4.2.3. c) Utilisation de saisons personnalisées par année ou par station

Using individualized date ranges for each year or each catchment is not explicitly supported, so users should instead mask their data prior to calling get_yearly_op. Note that when doing this, missing should be adjusted accordingly.

[7]:
# Create a mask beforehand
import random

nyears = np.unique(ds.time.dt.year).size
dom_start = xr.DataArray(
    np.random.randint(1, 30, size=(nyears,)).astype("str"),
    dims=("year"),
    coords={"year": np.unique(ds.time.dt.year)},
)
dom_end = xr.DataArray(
    np.random.randint(1, 30, size=(nyears,)).astype("str"),
    dims=("year"),
    coords={"year": np.unique(ds.time.dt.year)},
)

mask = xr.zeros_like(ds["streamflow"])
for y in dom_start.year.values:
    # Random mask of dates per year, between April and June.
    mask.loc[
        {
            "time": slice(
                str(y) + "-04-" + str(dom_start.sel(year=y).item()),
                str(y) + "-06-" + str(dom_end.sel(year=y).item()),
            )
        }
    ] = 1
[8]:
mask.hvplot(x="time", grid=True, widget_location="bottom", groupby="id")
[8]:
[9]:
# The name of the indexer will be used to identify the variable created here
timeargs_custom = {"custom": {}}

# We use where() to mask the data that we want to ignore
masked = ds.where(mask == 1)
# Since we masked almost all of the year, our tolerance for missing data should be changed accordingly
missing = "at_least_n"
missing_options = {"n": 45}

# We use xr.merge() to combine the results with the previous dataset.
ds_4fa = xr.merge(
    [
        ds_4fa,
        xh.indicators.get_yearly_op(
            masked,
            op="max",
            timeargs=timeargs_custom,
            missing=missing,
            missing_options=missing_options,
        ),
    ]
)
[10]:
ds_4fa.streamflow_max_custom.dropna("time", how="all").hvplot(
    x="time", grid=True, widget_location="bottom", groupby="id"
)
[10]:

4.2.4. d) Calcul des volumes

L’analyse de fréquence peut également être effectuée sur des volumes, en utilisant un flux de travail similaire. La principale différence est que si nous partons d’un débit, nous devrons d’abord le convertir en volume en utilisant xhydro.indicators.compute_volume. De plus, si nécessaire, get_yearly_op a un argument interpolate_na qui peut être utilisé pour interpoler les données manquantes avant la somme.

[11]:
# Get a daily volume from a daily streamflow
ds["volume"] = xh.indicators.compute_volume(ds["streamflow"], out_units="hm3")

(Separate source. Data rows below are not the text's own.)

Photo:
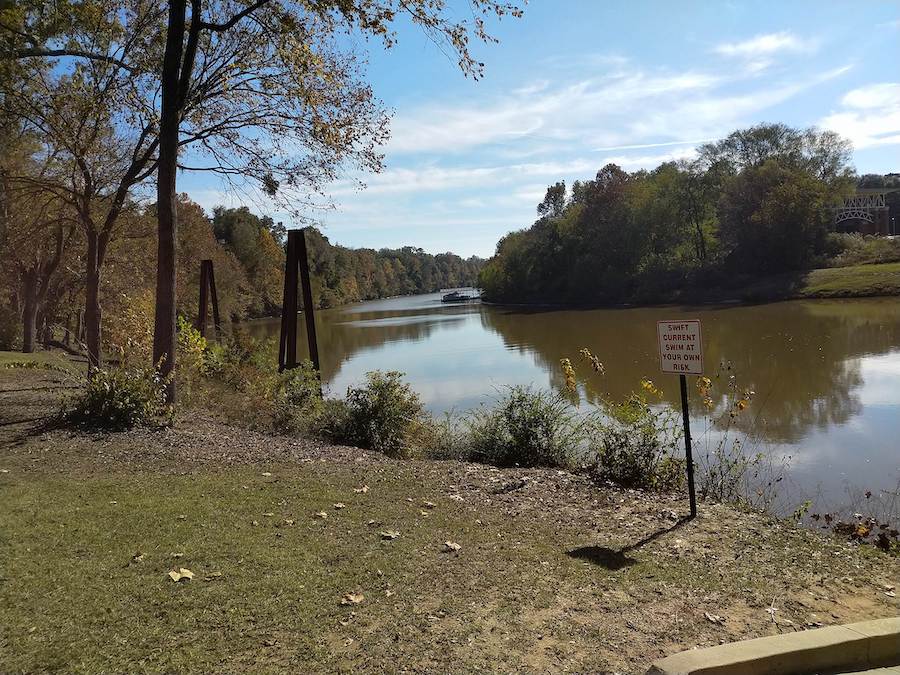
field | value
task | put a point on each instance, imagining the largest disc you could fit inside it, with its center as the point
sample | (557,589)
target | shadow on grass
(612,559)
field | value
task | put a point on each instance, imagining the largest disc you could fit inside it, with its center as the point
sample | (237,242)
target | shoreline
(858,281)
(549,564)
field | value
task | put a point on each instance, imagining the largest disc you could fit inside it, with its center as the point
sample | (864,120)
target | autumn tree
(290,107)
(82,89)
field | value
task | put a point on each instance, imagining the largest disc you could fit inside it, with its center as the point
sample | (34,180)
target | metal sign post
(681,353)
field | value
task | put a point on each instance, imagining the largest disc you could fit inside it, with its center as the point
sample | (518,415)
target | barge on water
(459,295)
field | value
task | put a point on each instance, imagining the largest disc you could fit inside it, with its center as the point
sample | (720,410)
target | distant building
(865,212)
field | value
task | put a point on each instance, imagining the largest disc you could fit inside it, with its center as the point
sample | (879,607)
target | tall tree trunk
(167,216)
(92,316)
(29,312)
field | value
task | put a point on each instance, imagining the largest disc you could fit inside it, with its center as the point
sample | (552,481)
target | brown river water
(826,373)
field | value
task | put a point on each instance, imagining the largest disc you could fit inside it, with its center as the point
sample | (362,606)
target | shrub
(526,428)
(447,439)
(636,445)
(727,473)
(384,415)
(297,399)
(121,398)
(845,249)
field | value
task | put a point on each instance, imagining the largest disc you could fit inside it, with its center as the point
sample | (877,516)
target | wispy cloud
(765,45)
(538,112)
(758,53)
(870,115)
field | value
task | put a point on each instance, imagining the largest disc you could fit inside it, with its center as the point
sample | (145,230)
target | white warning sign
(680,347)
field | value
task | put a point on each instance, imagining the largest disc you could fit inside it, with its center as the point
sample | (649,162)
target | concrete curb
(853,646)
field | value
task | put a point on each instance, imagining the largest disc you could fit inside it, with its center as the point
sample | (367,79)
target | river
(826,373)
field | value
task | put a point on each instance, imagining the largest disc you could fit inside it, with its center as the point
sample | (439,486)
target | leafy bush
(636,445)
(297,399)
(526,428)
(384,415)
(121,398)
(728,474)
(447,439)
(846,249)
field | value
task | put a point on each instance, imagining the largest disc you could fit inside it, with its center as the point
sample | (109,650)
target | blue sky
(576,84)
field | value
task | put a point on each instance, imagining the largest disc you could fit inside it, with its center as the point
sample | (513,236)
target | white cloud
(431,178)
(539,112)
(870,116)
(765,45)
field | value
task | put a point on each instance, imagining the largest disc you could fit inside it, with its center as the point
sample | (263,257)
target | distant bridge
(868,206)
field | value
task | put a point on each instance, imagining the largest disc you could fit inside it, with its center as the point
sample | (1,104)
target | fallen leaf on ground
(182,574)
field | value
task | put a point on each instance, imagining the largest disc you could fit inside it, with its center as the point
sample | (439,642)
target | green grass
(858,280)
(73,600)
(266,593)
(50,360)
(855,281)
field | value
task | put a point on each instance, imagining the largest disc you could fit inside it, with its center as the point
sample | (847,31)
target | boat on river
(457,295)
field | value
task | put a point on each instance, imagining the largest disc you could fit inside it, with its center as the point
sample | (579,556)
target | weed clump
(120,398)
(636,445)
(525,428)
(384,415)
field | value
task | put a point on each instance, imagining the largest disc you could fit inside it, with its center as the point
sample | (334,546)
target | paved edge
(851,646)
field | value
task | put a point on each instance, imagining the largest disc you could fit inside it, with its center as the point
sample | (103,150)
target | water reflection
(825,373)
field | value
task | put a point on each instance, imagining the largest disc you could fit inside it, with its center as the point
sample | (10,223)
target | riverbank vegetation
(294,554)
(635,442)
(752,208)
(41,287)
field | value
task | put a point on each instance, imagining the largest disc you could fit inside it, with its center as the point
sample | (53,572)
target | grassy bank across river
(855,281)
(310,557)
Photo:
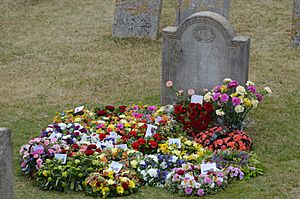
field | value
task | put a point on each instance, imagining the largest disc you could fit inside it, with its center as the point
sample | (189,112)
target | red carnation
(153,144)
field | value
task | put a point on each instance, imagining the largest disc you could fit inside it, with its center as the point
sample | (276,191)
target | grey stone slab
(6,165)
(296,24)
(186,8)
(136,18)
(201,52)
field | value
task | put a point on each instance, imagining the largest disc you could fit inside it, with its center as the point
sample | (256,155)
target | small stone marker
(296,24)
(136,18)
(6,165)
(186,8)
(201,52)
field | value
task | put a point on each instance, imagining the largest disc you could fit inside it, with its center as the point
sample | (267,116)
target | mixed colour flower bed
(192,147)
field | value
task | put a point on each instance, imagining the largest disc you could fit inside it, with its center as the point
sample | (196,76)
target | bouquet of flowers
(233,102)
(217,138)
(153,169)
(188,180)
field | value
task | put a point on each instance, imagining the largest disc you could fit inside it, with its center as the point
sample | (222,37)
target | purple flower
(207,180)
(188,190)
(252,89)
(151,108)
(216,96)
(224,98)
(236,101)
(200,192)
(259,97)
(233,83)
(217,89)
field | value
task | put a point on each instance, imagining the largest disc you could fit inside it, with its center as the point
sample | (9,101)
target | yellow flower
(120,189)
(247,102)
(110,182)
(131,184)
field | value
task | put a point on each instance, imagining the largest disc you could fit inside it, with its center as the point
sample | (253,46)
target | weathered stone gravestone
(186,8)
(202,52)
(296,24)
(6,165)
(136,18)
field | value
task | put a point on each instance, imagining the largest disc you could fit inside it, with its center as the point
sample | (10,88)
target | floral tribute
(191,147)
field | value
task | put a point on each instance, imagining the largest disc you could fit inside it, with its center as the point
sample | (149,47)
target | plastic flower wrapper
(188,180)
(233,102)
(153,169)
(190,151)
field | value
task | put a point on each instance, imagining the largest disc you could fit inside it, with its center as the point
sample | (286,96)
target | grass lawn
(58,54)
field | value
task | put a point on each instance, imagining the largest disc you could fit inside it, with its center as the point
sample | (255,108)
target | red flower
(110,108)
(101,112)
(89,152)
(178,109)
(153,144)
(208,107)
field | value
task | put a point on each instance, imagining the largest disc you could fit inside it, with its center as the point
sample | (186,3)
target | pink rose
(169,84)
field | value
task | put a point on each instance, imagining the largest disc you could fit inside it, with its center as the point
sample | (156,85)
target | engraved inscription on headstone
(296,24)
(136,18)
(202,52)
(186,8)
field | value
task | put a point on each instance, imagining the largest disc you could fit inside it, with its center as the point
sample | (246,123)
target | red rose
(110,108)
(153,144)
(101,112)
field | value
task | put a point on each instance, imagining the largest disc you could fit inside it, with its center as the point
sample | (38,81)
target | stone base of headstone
(6,165)
(296,24)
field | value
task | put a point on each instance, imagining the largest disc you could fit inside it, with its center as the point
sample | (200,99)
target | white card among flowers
(115,166)
(197,99)
(62,157)
(175,141)
(151,130)
(205,167)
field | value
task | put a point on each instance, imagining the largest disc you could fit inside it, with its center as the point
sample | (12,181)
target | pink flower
(191,91)
(200,192)
(169,84)
(188,190)
(236,101)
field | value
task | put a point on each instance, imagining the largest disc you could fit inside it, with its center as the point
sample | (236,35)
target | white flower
(227,80)
(220,112)
(62,126)
(268,90)
(152,172)
(239,109)
(254,103)
(249,83)
(208,97)
(240,90)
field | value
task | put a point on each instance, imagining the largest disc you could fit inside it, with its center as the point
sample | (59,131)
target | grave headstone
(136,18)
(6,165)
(296,24)
(201,52)
(186,8)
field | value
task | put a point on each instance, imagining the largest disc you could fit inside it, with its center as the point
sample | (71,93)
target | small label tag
(197,99)
(78,109)
(121,146)
(151,130)
(115,166)
(62,157)
(158,119)
(208,167)
(175,141)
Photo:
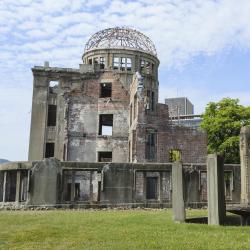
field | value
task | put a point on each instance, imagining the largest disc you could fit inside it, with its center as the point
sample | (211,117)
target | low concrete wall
(51,183)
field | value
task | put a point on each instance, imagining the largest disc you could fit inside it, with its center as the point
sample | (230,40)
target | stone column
(179,213)
(245,164)
(73,186)
(216,192)
(38,117)
(4,185)
(18,185)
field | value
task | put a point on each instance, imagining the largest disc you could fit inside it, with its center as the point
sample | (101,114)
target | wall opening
(102,62)
(24,186)
(228,182)
(51,120)
(105,124)
(105,156)
(53,84)
(77,191)
(135,106)
(106,90)
(174,155)
(49,150)
(203,186)
(152,101)
(68,196)
(151,188)
(10,192)
(116,63)
(150,145)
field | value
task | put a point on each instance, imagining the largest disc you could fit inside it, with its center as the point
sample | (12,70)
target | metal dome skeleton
(120,38)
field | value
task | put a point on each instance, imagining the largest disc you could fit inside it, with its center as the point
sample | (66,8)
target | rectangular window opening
(105,156)
(129,64)
(151,188)
(51,121)
(102,62)
(106,90)
(228,182)
(123,63)
(53,84)
(77,191)
(152,101)
(151,145)
(142,66)
(174,155)
(135,106)
(106,124)
(49,150)
(116,63)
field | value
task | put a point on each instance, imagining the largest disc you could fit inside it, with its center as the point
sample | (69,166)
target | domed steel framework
(120,38)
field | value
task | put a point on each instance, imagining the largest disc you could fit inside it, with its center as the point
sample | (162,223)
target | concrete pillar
(38,117)
(4,185)
(179,213)
(18,185)
(245,164)
(73,186)
(215,188)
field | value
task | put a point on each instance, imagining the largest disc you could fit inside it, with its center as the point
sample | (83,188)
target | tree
(222,121)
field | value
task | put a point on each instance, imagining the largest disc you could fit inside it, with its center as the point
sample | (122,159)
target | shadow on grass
(231,220)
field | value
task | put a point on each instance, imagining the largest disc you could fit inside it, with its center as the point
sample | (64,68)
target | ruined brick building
(108,110)
(113,142)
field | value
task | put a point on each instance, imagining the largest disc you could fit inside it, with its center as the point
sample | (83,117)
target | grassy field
(114,229)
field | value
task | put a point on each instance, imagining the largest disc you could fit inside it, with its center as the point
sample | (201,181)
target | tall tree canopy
(222,121)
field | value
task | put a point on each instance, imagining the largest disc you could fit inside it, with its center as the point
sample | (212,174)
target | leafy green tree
(222,121)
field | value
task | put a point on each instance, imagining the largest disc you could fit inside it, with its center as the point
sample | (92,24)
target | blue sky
(203,46)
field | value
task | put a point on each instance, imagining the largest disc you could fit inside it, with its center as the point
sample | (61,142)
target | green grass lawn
(114,229)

# We'll take slightly different indexers
timeargs_vol = {"spring": {"date_bounds": ["04-30", "06-15"]}, "annual": {}}

# The operation that we want here is the sum, not the max.
ds_4fa = xr.merge(
    [
        ds_4fa,
        xh.indicators.get_yearly_op(
            ds,
            op="sum",
            input_var="volume",
            timeargs=timeargs_vol,
            missing="pct",
            missing_options={"tolerance": 0.15},
            interpolate_na=True,
        ),
    ]
)
[12]:
ds_4fa.volume_sum_spring.dropna("time", how="all").hvplot(
    x="time", grid=True, widget_location="bottom", groupby="id"
)
[12]:

4.3. Analyse fréquentielle locale

Une fois que nous avons nos maximums annuels (ou volumes/minimums), la première étape d’une analyse de fréquence locale est d’appeler xhfa.local.fit pour obtenir les paramètres de distribution. Les options sont les suivantes :

  • distributions: a list of SciPy distributions. Defaults to: ["expon", "gamma", "genextreme", "genpareto", "gumbel_r", "pearson3", "weibull_min"].

  • min_years: the minimum number of years required to fit the data.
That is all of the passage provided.